News

Death by Lightning Is Common for Tropical Trees

[CLIP: Thunder sound]

The chance that a human being like you will be struck by lightning is minuscule. But what if you’re a tall tree in the tropics? 

“Lightning happens in milliseconds. We can’t predict where it’s going to be, and we generally can’t find it after it’s happened, so what a hard thing to study.”  

Evan Gora, an ecologist at the University of Louisville. Now, for the first time, Gora and his colleagues were able to quantify the effects of lightning strikes in tropical forests around the world—thanks to satellite data and a network of ground sensors.

“We saw that forests that have more lightning strikes hitting per hectare per year have fewer large trees per hectare, presumably because they’re killed by lightning. More biomass turns over every year, so basically, the lightning seems to be affecting the forests and causing trees to die. And then they have less total biomass.”  

In a ground survey in Panama, the researchers found that a single lightning strike typically damages more than 20 trees. And within a year, five or six of them die.
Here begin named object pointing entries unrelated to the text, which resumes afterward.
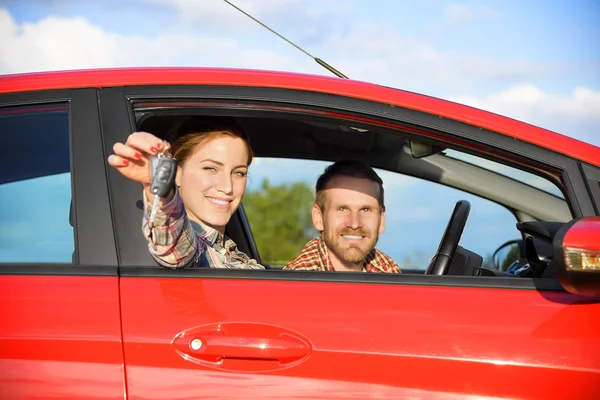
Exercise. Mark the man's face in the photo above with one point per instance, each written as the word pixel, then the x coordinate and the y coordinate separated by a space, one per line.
pixel 351 218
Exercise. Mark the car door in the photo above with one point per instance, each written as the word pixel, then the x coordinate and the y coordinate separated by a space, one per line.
pixel 202 333
pixel 60 335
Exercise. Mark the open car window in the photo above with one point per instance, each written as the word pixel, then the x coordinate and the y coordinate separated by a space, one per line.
pixel 280 195
pixel 292 148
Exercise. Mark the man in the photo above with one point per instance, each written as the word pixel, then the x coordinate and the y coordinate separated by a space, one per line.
pixel 350 214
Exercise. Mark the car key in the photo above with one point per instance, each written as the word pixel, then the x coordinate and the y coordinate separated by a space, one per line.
pixel 163 170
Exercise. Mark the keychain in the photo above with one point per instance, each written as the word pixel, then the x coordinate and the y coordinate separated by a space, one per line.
pixel 162 169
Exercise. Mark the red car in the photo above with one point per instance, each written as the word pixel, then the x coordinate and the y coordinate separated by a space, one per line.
pixel 87 314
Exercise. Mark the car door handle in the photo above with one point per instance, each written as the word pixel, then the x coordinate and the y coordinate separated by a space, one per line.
pixel 216 347
pixel 248 341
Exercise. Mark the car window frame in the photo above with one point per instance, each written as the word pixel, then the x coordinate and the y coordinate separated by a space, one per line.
pixel 95 247
pixel 592 175
pixel 119 121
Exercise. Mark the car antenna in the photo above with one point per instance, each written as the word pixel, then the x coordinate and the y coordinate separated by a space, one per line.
pixel 318 60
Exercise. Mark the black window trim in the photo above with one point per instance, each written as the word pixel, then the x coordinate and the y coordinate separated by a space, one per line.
pixel 95 249
pixel 118 115
pixel 592 175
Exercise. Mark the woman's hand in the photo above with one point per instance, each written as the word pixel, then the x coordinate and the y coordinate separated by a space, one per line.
pixel 132 159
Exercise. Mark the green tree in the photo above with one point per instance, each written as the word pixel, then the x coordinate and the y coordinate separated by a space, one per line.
pixel 280 218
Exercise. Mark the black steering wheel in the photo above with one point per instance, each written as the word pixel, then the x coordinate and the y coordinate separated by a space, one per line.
pixel 440 263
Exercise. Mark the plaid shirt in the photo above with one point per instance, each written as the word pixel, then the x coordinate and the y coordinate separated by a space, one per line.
pixel 176 242
pixel 314 257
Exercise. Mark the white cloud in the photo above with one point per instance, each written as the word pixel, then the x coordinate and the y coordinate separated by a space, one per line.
pixel 56 43
pixel 400 61
pixel 308 20
pixel 456 14
pixel 576 114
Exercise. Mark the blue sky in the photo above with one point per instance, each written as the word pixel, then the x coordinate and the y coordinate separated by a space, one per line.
pixel 536 60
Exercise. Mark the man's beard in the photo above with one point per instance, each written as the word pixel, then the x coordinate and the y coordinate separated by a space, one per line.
pixel 353 253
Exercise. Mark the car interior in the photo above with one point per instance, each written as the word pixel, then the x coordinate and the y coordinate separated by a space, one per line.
pixel 402 150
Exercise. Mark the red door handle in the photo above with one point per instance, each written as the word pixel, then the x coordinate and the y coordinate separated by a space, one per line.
pixel 215 347
pixel 242 341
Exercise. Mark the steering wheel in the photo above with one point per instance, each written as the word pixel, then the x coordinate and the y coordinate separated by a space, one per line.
pixel 440 263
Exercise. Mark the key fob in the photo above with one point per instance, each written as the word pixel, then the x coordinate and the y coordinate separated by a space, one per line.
pixel 163 175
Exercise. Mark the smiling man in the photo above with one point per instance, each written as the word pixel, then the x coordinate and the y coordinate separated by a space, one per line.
pixel 350 214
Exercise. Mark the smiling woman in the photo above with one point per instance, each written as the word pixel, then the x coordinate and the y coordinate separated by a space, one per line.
pixel 213 156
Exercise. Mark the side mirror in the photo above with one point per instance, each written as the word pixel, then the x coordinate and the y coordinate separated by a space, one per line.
pixel 577 256
pixel 507 255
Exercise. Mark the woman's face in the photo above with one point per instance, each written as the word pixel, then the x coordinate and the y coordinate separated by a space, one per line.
pixel 212 181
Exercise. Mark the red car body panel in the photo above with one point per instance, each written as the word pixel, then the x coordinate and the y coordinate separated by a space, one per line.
pixel 366 340
pixel 60 338
pixel 332 85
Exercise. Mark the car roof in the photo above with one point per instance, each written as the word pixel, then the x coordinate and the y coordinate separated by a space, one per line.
pixel 98 78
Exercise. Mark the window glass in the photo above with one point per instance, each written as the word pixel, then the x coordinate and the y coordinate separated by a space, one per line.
pixel 521 176
pixel 35 185
pixel 280 195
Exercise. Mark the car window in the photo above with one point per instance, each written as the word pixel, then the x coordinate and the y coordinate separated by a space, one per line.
pixel 35 185
pixel 280 195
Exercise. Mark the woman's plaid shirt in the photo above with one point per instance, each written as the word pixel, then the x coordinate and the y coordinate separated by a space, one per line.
pixel 176 242
pixel 314 257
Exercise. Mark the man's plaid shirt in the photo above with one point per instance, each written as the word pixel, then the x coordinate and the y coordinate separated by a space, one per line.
pixel 314 257
pixel 176 242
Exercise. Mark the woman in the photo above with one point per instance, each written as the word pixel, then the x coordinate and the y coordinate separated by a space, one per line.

The scientists combined this figure with their satellite data from around the world to estimate how many trees in tropical forests die each year due to lightning.
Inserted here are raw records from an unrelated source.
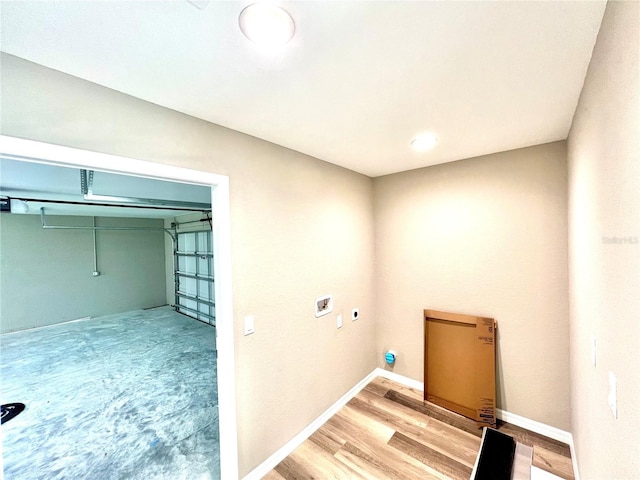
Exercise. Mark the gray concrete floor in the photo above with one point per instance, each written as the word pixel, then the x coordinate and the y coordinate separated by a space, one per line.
pixel 126 396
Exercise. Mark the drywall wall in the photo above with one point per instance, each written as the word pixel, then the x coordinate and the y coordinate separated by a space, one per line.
pixel 485 236
pixel 604 219
pixel 300 228
pixel 47 275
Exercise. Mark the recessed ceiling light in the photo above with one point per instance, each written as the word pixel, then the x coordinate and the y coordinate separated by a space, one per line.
pixel 266 24
pixel 424 141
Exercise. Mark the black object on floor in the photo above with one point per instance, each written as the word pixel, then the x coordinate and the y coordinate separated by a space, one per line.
pixel 496 456
pixel 10 410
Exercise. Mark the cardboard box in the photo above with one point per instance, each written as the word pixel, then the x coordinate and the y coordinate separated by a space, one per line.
pixel 460 364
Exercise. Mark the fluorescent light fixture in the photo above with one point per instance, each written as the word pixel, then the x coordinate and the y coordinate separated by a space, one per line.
pixel 424 141
pixel 266 24
pixel 19 206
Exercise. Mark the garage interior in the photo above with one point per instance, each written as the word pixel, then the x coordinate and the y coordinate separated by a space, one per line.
pixel 108 325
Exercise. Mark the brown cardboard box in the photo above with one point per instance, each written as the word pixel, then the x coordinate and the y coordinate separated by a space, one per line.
pixel 459 364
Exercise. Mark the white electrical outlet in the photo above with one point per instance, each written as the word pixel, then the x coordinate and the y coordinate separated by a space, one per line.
pixel 613 394
pixel 249 325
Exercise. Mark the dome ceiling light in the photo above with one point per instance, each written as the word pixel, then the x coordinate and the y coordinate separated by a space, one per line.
pixel 266 24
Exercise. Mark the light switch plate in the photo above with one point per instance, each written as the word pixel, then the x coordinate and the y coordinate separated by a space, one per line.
pixel 613 394
pixel 249 326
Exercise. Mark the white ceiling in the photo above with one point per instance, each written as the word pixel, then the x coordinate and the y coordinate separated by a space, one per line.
pixel 357 81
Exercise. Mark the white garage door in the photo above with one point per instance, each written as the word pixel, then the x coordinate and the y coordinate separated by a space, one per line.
pixel 194 276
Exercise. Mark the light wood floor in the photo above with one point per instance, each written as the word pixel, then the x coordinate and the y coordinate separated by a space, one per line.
pixel 388 432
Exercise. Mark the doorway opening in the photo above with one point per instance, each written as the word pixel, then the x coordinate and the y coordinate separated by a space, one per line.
pixel 31 151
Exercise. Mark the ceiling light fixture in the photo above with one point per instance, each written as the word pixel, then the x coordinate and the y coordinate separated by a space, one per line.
pixel 266 24
pixel 424 141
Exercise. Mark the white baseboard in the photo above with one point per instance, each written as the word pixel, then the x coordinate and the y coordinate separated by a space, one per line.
pixel 282 453
pixel 574 459
pixel 401 379
pixel 532 425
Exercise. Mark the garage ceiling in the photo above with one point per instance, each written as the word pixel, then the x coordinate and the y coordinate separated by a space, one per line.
pixel 356 83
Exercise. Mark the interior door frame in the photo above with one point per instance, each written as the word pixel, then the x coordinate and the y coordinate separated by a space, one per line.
pixel 33 151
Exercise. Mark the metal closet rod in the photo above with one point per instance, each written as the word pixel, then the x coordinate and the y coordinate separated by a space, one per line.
pixel 43 220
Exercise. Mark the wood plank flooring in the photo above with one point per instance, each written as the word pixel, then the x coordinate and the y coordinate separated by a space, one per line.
pixel 387 431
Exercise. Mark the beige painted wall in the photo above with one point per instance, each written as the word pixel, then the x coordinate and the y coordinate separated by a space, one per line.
pixel 300 228
pixel 604 206
pixel 484 236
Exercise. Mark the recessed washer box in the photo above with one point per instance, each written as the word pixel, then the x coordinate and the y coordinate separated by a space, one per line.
pixel 324 305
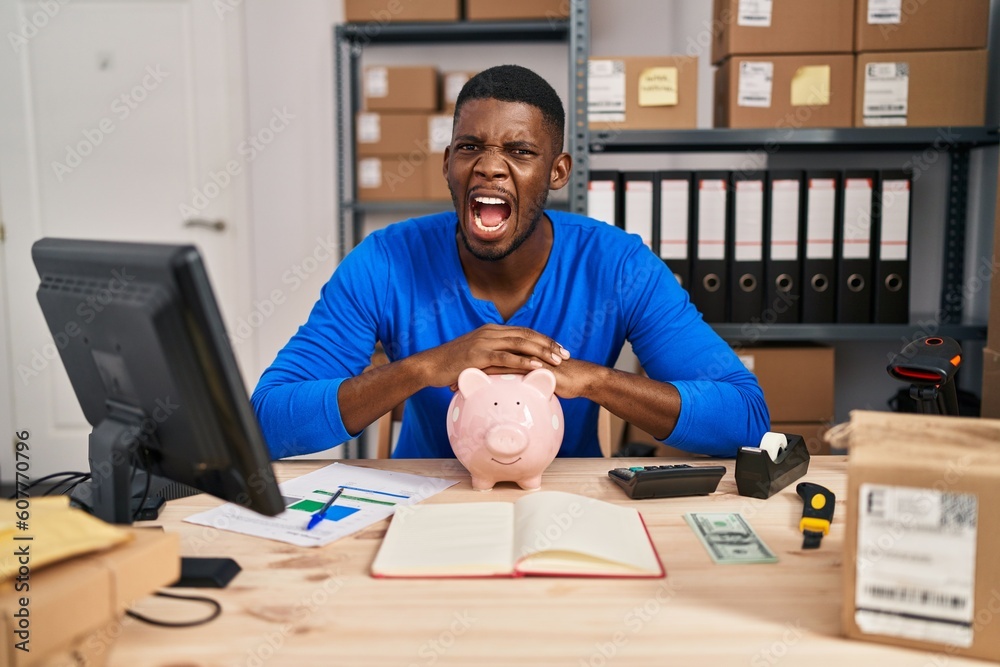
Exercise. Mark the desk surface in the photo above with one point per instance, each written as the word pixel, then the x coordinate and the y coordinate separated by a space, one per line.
pixel 301 606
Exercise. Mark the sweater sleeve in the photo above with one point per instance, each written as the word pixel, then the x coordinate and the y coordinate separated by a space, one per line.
pixel 296 398
pixel 722 405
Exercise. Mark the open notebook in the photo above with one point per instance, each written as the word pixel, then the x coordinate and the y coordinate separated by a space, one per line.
pixel 548 533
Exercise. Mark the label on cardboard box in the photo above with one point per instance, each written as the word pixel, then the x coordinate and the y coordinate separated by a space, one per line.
pixel 658 87
pixel 887 89
pixel 885 11
pixel 376 82
pixel 606 91
pixel 754 13
pixel 756 79
pixel 370 172
pixel 916 563
pixel 369 128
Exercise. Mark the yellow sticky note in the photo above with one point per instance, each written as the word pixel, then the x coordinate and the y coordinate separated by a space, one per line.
pixel 811 86
pixel 658 87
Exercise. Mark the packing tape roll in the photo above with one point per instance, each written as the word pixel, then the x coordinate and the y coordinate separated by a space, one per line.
pixel 773 444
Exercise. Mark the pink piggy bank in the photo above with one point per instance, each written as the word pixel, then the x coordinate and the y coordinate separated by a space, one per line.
pixel 505 428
“We think around 830 million trees are struck by lightning, and about a quarter of those, around 200 million, are killed. So that’s a lot. And as I mentioned before, we know that it’s not just a random tree in the forest: typically, it’s the largest trees.”

The study is in the journal Global Change Biology. [Evan M. Gora et al., Pantropical geography of lightning-caused disturbance and its implications for tropical forests]

Gora says the findings reveal that that lightning is one of the most important natural factors killing trees in the tropics. How climate change will affect lightning patterns is not well-understood. But some models predict more frequent lightning as the planet continues to warm—which could mean even more carbon-storing trees would disappear.

“Tropical forests basically function as our planet’s, you know, main terrestrial air conditioner. So if we’re decreasing the carbon stored in them, that’s going to have a big effect on their ability to continue, you know, conditioning our planet and taking up all that carbon that we’re producing.”  

Gora’s work is just the beginning of this research. He hopes that future technological advances and fieldwork will help scientists better understand lightning’s role in ecosystems across the planet. The findings should be illuminating.